13 thoughts on “Sir James Harrington and the battle of Bosworth”

  1. Hello

    I am descended from Agnes Harrington and Alexander Radcliffe. Greatly looking forward to your book. I will be taking a course on The Wars of the Roses at Christ Church, Oxford July 7-12. Any chance your book may be at Blackwell’s?

    1. I don’t know if Blackwell’s will be stocking the book, but it’s worth going in to ask them. Or you could try Waterstones. Enjoy the course. The Wars of the Roses are fascinating to study.

  2. As a Harrington born and bred I am interested in anything connected to them, having tried to trace back and only got as far as the 1600s. I did not know they were with Richard when he was killed. Fascinating stuff!

    1. Hi. I am a Harrington living in the US. Traced my family name back to Thomas Harrington (born in the Virginia colonies 1625) May be the son of Edward Harrington(?) who arrived August 1st, 1643. Curious if you have any information on my English cousins from about that timeframe and older. Thank you in advance for any information about the Harrington family.
      Robert Harrington rob.superlocal@gmail.com

  3. Yes, the epitaphs do have a ring of Shakespeare about them. I think he may have written them, but I don’t think William Stanley was Shakespeare – although he was a playwright the dates don’t fit.
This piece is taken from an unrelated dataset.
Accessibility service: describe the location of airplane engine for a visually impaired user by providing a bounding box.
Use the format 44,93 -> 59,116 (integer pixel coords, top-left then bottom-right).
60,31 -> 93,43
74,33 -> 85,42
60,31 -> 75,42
William Shakespeare’s patron was Ferdinando Stanley and I think he wrote his version of Richard III partly to emphasise Ferdinando’s valid claim as the heir to Elizabeth I – which is why he has Thomas Stanley crowning the Tudor king; very symbolic.

  4. Looking forward to reading this book.Thomas Stanley is an ancestor of mine ,through the 5th Earl of Derby, Ferdinando Stanley.I can’t help liking Thomas ,he’s a survivor . I think there is a lot of literary Mileage to be had with the Stanley family in general.I particularly like the connection the family had with the Elizabethan Theatre ,was the 6th Earl the “other W.S”?

      1. This is great news .Btw my children went to Hornby High School,the younger one just before it closed .Such a beautiful location for a school it was a pity it ended. I have read the Epitaphs on two Stanley monuments 1@Tong Church ,Shropshire and 2@ Chelsea Old Church ,London and compared the second with Sonnet 55.I love the lines from Tong .”Aske who lies here but do not weepe ,He is not dead ,he doth but sleepe”. If William Stanley was Shakespeare it might explain why Richard 111 is written as an evil monster. “Revenge”?…best served cold.

  5. I’d love to read your novel based on this story, Elizabeth. You know, I’ve read several novels re-telling the story of Richard III and I’m always looking for new ones. Fingers crossed for publication!

  6. Fascinating story, Elizabeth. Even though I’m Lancashire born and bred, I’m a Yorkist supporter! Had no idea about the Harringtons’ connection with Richard (or with Stanley – boo, hiss!). Look forward to hearing more about your novel. I can’t get enough of stories about Richard and the Wars of the Roses.